„Schnitzeljagd ade! Senatsitzungen müssen öffentlich stattfinden. Was in Köln, Bonn und anderswo passiert ist, war rechtswidrig“, erklärte Jochen Dahm, Geschäftsführer des bundesweiten Aktionsbündnis gegen Studiengebühren (ABS), heute in Berlin.
Im Auftrag des ABS hat Wilhelm Achelpöhler, Fachanwalt für Verwaltungsrecht aus Münster und Experte für Hochschulrecht, den Ausschluss der Öffentlichkeit bei Senatssitzungen untersucht. Im Ergebnis hält er sie bei Beratungen zu Studiengebühren für ungerechtfertigt. Die unter Ausschluss der Öffentlichkeit beschlossenen Gebührensatzungen könnten nichtig sein.

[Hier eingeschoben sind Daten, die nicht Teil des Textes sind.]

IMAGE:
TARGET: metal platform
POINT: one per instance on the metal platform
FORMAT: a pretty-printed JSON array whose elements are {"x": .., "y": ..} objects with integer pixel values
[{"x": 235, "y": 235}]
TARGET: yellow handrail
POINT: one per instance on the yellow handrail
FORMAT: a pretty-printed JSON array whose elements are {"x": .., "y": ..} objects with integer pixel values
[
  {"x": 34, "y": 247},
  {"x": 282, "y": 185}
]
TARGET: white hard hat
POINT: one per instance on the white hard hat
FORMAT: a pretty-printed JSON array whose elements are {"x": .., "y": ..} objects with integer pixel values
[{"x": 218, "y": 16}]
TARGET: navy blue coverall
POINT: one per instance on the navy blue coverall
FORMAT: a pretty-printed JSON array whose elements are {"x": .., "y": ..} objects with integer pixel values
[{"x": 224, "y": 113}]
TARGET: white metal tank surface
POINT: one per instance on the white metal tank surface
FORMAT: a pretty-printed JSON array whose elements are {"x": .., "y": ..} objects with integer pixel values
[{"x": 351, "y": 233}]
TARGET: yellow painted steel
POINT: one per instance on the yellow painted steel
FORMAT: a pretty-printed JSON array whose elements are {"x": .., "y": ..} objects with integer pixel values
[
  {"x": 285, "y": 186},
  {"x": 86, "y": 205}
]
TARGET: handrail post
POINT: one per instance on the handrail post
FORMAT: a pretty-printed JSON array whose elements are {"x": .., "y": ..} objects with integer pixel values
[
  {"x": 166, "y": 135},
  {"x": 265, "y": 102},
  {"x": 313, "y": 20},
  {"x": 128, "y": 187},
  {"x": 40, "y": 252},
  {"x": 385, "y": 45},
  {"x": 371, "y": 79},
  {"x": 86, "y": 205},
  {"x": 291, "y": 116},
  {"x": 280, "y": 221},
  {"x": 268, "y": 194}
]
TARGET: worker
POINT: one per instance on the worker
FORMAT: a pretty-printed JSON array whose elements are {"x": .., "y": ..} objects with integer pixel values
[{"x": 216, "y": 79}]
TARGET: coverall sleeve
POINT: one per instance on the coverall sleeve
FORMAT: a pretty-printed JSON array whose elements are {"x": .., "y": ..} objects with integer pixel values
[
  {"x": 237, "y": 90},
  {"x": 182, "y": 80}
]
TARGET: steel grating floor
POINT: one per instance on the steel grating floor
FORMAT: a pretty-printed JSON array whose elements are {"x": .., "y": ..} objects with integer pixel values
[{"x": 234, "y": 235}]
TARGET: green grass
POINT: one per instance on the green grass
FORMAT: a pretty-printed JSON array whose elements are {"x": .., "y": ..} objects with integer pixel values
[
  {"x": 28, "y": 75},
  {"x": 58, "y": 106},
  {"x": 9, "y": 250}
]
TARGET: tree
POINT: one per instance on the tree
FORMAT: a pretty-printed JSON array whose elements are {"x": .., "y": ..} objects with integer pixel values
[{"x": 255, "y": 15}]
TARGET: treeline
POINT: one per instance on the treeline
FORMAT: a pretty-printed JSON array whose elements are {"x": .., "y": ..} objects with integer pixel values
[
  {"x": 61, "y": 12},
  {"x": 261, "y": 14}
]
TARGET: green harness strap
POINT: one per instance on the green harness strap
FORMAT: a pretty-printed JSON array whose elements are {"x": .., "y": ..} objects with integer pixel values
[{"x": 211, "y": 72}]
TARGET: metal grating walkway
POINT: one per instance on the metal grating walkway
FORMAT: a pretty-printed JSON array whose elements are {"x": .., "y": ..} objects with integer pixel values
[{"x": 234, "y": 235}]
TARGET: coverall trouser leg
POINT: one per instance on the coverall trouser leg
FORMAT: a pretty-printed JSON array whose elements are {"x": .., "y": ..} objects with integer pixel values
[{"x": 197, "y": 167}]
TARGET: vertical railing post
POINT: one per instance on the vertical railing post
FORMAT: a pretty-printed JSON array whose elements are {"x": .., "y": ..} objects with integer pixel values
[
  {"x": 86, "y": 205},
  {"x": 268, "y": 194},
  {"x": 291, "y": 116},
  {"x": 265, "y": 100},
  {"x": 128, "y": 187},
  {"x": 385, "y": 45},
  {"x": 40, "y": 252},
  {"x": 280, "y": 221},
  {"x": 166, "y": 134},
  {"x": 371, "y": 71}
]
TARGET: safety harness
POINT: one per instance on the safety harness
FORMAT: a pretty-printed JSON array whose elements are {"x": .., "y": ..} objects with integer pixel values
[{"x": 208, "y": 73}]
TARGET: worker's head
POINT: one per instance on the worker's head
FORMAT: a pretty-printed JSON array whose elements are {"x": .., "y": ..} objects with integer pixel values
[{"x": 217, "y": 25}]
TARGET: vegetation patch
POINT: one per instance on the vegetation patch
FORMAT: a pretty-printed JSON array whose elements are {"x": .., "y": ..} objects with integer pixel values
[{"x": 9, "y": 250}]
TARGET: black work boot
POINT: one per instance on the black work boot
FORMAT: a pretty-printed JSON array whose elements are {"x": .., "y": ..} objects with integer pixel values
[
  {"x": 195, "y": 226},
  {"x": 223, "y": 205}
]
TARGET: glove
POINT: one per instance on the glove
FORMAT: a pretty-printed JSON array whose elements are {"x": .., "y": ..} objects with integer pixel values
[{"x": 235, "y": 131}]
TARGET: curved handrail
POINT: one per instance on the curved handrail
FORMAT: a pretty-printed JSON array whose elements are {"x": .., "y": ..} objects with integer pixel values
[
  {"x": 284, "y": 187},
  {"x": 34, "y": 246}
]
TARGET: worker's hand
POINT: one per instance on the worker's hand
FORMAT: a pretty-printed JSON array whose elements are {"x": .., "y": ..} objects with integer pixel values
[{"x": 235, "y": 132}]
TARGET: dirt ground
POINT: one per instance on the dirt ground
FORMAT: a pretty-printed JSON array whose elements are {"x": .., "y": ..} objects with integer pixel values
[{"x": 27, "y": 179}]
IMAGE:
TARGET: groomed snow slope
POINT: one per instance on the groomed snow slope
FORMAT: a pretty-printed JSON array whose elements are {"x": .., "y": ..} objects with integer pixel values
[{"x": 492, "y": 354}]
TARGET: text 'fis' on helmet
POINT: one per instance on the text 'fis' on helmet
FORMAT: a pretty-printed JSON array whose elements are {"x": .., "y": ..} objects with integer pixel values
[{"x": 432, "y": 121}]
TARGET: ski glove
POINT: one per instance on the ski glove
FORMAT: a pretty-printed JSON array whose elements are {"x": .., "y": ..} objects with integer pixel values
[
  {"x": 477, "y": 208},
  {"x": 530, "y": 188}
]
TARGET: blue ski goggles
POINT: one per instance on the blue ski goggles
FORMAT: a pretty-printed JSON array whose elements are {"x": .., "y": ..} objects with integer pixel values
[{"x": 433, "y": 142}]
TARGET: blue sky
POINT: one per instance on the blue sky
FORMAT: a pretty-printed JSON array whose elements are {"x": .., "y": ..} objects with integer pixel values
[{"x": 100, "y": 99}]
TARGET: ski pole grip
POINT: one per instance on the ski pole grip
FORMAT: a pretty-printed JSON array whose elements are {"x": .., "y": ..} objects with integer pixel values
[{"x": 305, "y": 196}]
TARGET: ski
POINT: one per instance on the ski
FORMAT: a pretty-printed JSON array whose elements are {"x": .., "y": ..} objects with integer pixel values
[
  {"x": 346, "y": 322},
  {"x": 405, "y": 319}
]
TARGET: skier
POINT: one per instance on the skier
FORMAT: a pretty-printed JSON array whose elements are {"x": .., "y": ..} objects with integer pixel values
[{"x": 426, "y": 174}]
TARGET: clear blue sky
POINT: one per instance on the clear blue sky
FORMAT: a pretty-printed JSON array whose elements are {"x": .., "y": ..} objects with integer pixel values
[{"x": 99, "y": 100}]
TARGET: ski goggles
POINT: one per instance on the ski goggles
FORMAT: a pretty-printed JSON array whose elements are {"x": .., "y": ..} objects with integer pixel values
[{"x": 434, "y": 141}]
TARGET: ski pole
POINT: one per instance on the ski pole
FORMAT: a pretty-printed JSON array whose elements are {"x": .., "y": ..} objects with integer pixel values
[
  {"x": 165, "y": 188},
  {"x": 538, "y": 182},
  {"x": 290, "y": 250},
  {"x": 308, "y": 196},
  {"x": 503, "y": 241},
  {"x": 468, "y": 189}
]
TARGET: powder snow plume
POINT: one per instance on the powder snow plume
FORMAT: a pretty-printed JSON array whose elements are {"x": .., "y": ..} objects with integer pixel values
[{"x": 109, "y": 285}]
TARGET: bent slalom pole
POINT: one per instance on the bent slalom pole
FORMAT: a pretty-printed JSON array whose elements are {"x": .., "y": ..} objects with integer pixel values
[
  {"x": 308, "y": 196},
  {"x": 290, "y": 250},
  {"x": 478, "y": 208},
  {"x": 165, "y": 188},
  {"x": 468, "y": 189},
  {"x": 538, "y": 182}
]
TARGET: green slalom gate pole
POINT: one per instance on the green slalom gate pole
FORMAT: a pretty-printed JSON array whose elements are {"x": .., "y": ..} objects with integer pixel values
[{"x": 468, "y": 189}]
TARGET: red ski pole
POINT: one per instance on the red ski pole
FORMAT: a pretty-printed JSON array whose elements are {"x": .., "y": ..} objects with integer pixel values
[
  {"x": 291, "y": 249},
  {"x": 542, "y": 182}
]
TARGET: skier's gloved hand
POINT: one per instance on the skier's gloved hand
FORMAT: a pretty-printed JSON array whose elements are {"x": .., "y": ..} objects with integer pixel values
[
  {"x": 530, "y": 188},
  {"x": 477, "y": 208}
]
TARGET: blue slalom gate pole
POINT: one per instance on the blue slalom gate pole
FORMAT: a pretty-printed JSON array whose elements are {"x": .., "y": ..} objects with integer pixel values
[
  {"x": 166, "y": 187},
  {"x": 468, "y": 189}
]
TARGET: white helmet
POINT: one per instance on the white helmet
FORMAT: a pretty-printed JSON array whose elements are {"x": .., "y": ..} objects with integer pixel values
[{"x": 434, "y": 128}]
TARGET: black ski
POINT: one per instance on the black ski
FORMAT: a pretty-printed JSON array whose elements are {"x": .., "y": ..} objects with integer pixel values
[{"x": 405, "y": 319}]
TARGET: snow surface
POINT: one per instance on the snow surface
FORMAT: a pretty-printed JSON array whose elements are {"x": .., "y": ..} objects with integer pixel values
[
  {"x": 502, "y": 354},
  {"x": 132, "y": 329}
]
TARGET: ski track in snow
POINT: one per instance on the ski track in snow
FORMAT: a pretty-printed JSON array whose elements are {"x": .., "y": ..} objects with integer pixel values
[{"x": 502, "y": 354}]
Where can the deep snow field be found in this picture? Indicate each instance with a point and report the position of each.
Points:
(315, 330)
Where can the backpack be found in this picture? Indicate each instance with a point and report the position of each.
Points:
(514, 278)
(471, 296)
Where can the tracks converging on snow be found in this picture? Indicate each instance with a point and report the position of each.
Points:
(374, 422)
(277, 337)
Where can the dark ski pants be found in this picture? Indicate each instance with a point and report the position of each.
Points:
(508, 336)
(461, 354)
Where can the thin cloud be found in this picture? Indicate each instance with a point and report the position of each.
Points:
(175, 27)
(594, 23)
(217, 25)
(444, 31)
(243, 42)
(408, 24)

In den vergangenen Wochen war im Rahmen von Senatssitzungen zu Studiengebühren in mehreren Hochschulen die Öffentlichkeit ausgeschlossen worden. Insbesondere in Bonn und Köln war es dabei zu fast filmreifen Verfolgungsjagden gekommen. Im einen Fall fand die Sitzung letztlich auf dem Gelände des Kernforschungszentrums in Jülich, im anderen Fall im militärischen Sperrbezirk in Wachtburg statt.
Die Untersuchung Achelpöhlers bestätigte nun die Auffassung des ABS, dass diese Aktionen ungesetzlich waren. Das ABS kündigte an, gegen die schon beschlossenen Gebührensatzungen zu klagen. Der weitere Ausschluss der Öffentlichkeit bei Senatssitzungen soll verhindert werden.

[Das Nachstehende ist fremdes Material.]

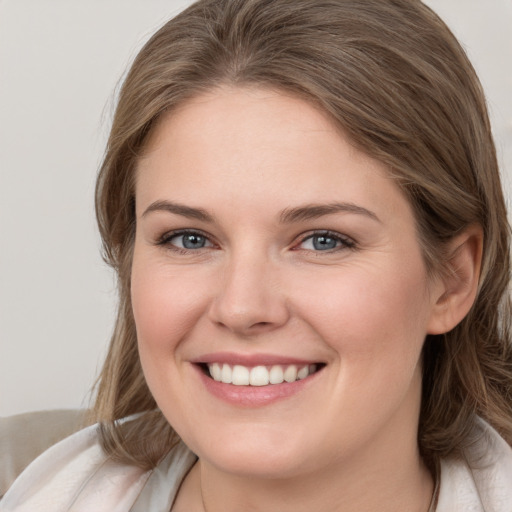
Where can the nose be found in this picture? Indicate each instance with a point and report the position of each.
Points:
(250, 299)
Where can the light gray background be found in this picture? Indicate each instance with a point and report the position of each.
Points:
(60, 63)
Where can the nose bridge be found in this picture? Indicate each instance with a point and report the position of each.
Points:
(249, 298)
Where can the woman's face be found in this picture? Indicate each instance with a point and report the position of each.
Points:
(269, 249)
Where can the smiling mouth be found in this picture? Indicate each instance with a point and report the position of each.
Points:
(239, 375)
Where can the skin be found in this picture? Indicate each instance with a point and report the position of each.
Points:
(347, 440)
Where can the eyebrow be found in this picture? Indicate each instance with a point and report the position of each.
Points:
(179, 209)
(315, 211)
(288, 216)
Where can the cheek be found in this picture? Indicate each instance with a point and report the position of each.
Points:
(370, 315)
(166, 304)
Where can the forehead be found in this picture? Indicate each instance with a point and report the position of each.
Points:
(248, 144)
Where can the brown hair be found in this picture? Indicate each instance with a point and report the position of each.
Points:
(393, 76)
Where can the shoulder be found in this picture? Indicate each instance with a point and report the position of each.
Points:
(76, 473)
(482, 481)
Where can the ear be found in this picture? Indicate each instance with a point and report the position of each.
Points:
(456, 288)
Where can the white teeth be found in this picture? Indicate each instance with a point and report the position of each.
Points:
(276, 375)
(225, 375)
(239, 375)
(216, 371)
(290, 374)
(259, 376)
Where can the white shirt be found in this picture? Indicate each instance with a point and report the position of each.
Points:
(76, 476)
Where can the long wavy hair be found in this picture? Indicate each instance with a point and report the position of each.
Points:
(393, 76)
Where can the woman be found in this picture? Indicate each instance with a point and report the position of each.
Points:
(302, 202)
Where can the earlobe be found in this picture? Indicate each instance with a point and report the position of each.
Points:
(458, 284)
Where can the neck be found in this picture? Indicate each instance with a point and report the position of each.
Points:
(401, 482)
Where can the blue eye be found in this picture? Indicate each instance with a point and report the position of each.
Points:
(189, 240)
(325, 242)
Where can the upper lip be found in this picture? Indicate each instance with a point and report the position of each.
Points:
(251, 360)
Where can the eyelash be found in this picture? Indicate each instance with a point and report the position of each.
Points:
(165, 240)
(344, 241)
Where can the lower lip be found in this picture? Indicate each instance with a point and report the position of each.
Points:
(254, 396)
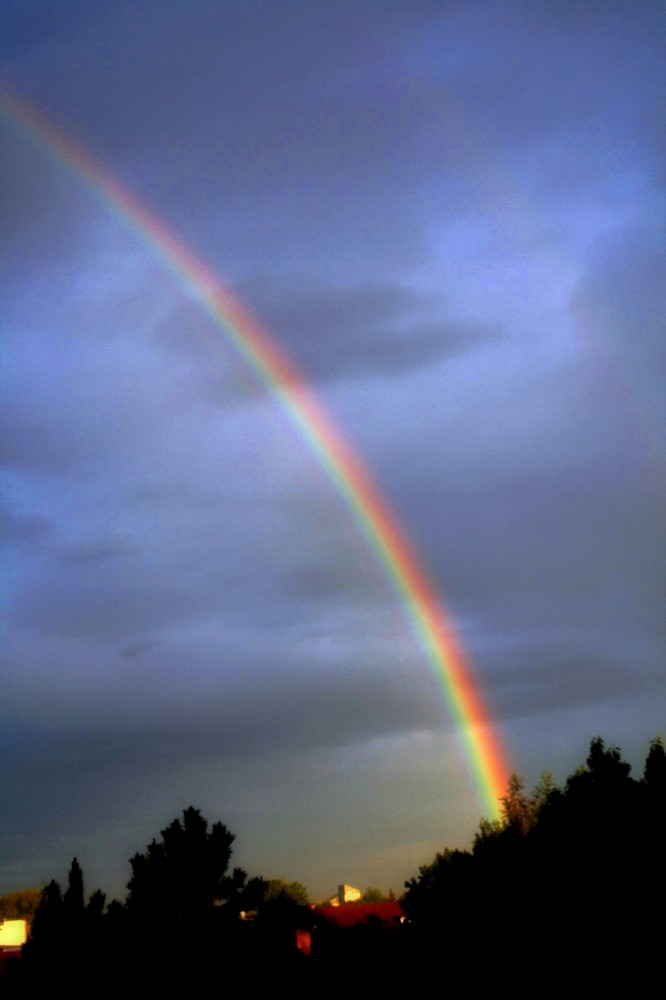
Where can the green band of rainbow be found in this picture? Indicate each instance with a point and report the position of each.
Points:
(350, 477)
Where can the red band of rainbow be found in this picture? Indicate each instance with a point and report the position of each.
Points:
(350, 477)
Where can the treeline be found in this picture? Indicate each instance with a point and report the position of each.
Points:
(568, 887)
(571, 880)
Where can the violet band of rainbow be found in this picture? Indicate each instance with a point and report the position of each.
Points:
(348, 474)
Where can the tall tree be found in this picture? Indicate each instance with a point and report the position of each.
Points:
(184, 875)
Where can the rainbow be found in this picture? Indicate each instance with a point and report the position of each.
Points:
(351, 478)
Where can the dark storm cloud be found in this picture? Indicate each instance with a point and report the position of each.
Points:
(547, 680)
(447, 214)
(354, 332)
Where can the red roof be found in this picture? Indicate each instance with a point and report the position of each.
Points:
(350, 914)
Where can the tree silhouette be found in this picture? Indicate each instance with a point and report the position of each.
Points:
(183, 876)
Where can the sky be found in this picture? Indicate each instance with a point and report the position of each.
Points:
(451, 217)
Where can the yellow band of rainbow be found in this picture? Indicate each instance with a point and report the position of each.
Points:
(344, 468)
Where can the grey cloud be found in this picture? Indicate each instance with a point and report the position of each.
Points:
(359, 331)
(25, 530)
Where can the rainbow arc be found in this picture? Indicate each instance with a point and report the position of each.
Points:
(349, 475)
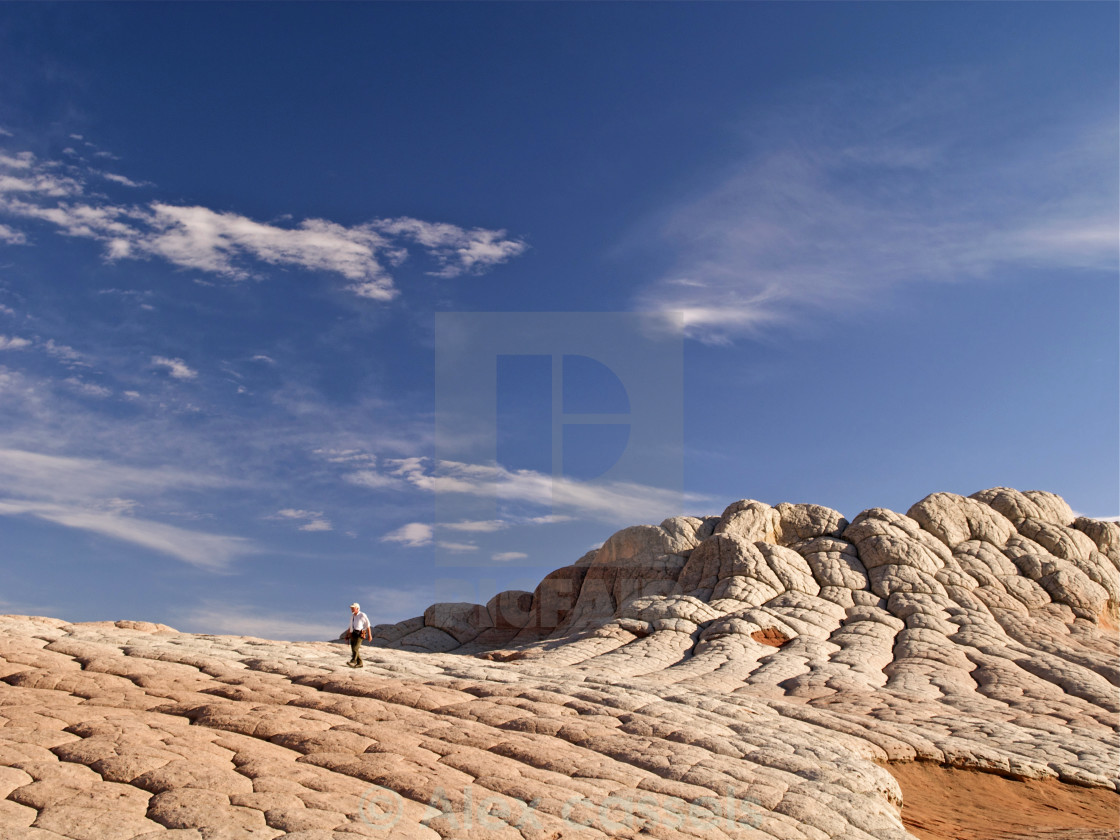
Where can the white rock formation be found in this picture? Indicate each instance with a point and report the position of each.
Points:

In Zusammenarbeit mit dem ABS hat sich etwa Marcel Winter, studentisches Mitglied des Senates der Universität Essen-Duisburg, am heutigen Dienstag an seine Hochschule gewandt. Auch hier soll die nächste Sitzung des Senates am kommenden Freitag nicht öffentlich stattfinden. Winter widersprach dem auf Grundlage der Argumentation Achelpöhlers. Sollte die Hochschule bis Mittwoch, 12 Uhr, nicht reagieren, wird er mit Unterstützung des ABS vor dem Verwaltungsgericht auf Erlass einer einstweiligen Anordnung klagen. Den Wortlaut des Anschreibens an den Vorsitzenden des Senates der Universität Duisburg-Essen findet sich im Anhang dieser Meldung.
Für die kommenden Wochen bereitet das ABS auch Klagen gegen die in nichtöffentlichen Sitzungen bereits beschlossenen Gebührensatzungen vor. Teilen die Gerichte die vom ABS vorgetragenen Argumente, wären die so beschlossenen Gebührensatzungen hinfällig. Studiengebühren könnten entsprechend auf ihrer Grundlage nicht erhoben werden.

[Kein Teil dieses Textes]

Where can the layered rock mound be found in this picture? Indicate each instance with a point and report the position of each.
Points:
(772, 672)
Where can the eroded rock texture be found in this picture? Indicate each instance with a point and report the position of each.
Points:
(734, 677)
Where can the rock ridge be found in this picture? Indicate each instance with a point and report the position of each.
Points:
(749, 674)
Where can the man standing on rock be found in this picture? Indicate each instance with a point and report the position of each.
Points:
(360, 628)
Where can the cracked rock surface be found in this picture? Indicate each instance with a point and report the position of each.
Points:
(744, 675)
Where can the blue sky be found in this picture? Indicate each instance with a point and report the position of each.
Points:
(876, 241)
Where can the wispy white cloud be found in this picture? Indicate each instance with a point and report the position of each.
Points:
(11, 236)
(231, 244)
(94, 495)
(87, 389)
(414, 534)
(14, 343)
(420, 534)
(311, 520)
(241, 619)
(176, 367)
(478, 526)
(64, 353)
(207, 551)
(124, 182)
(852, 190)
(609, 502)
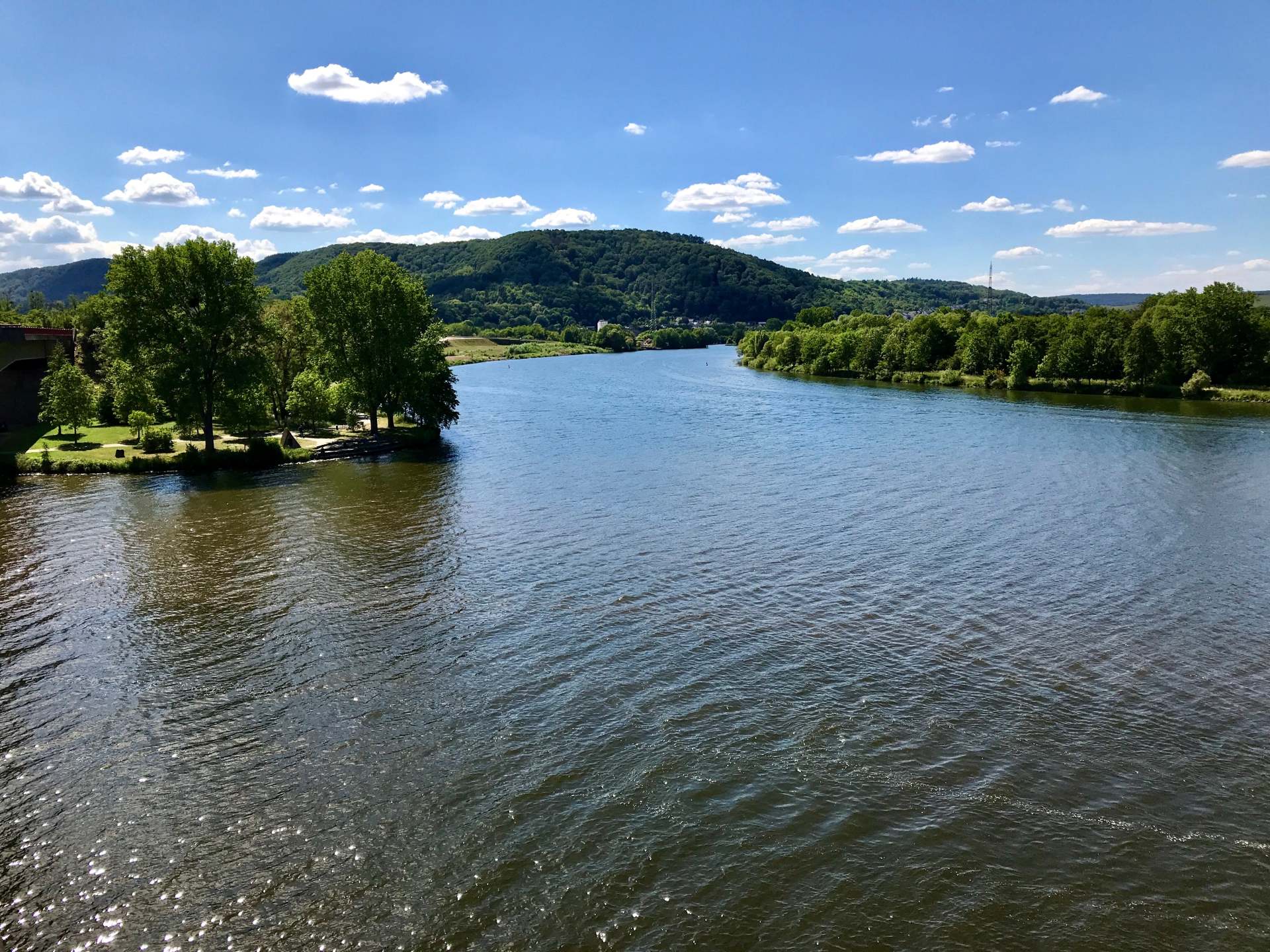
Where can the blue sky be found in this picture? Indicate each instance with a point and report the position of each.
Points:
(743, 124)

-------------------------------------------------------------Wortlaut des Anschreiben an den Vorsitzenden des Senates der Uni Duisburg-Essen
Sehr geehrter Herr Prof. Breyvogel,
durch die Einladung des Senatsvorsitzenden der Universität Duisburg Essen vom 14.06.2006 wurde ich zur Sitzung des Senats am Freitag, den 23.06.2006, 09:00 Uhr, eingeladen. Die Sitzung des Senats soll in nichtöffentlicher Sitzung durchgeführt werden. Dies ergibt sich aus der Einladung des Senatsvorsitzenden.
Ich beantrage, die Sitzung nicht als nichtöffentliche Sitzung durchzuführen.
Bitte teilen sie mir umgehend, spätestens aber bis Mittwoch, den 20. Juni 12:00 Uhr telefonisch oder per Email mit, ob sie meinem Antrag stattgeben. Anderenfalls behalte ich mir rechtliche Schritte vor.
Die Nichtöffentlichkeit der Sitzung ist rechtswidrig und verletzt mich in meinen Rechten als Mitglied des Senats. § 17 des Hochschulgesetzes bestimmt grundsätzlich, dass die Hochschulgremien öffentlich Tagen.
Zwar sieht § 17 Hochschulgesetz tatsächlich die Möglichkeit vor, die Öffentlichkeit auszuschließen. § 17 Hochschulgesetz nennt zwar keine Voraussetzungen für den Ausschluss der Öffentlichkeit. Der vom Gesetz festgeschriebene Grundsatz der Sitzungsöffentlichkeit würde allerdings leer laufen, wenn man ohne sachliche Anforderungen die Nichtöffentlichkeit der Sitzung in das Ermessen der jeweiligen Gremien stellen würde.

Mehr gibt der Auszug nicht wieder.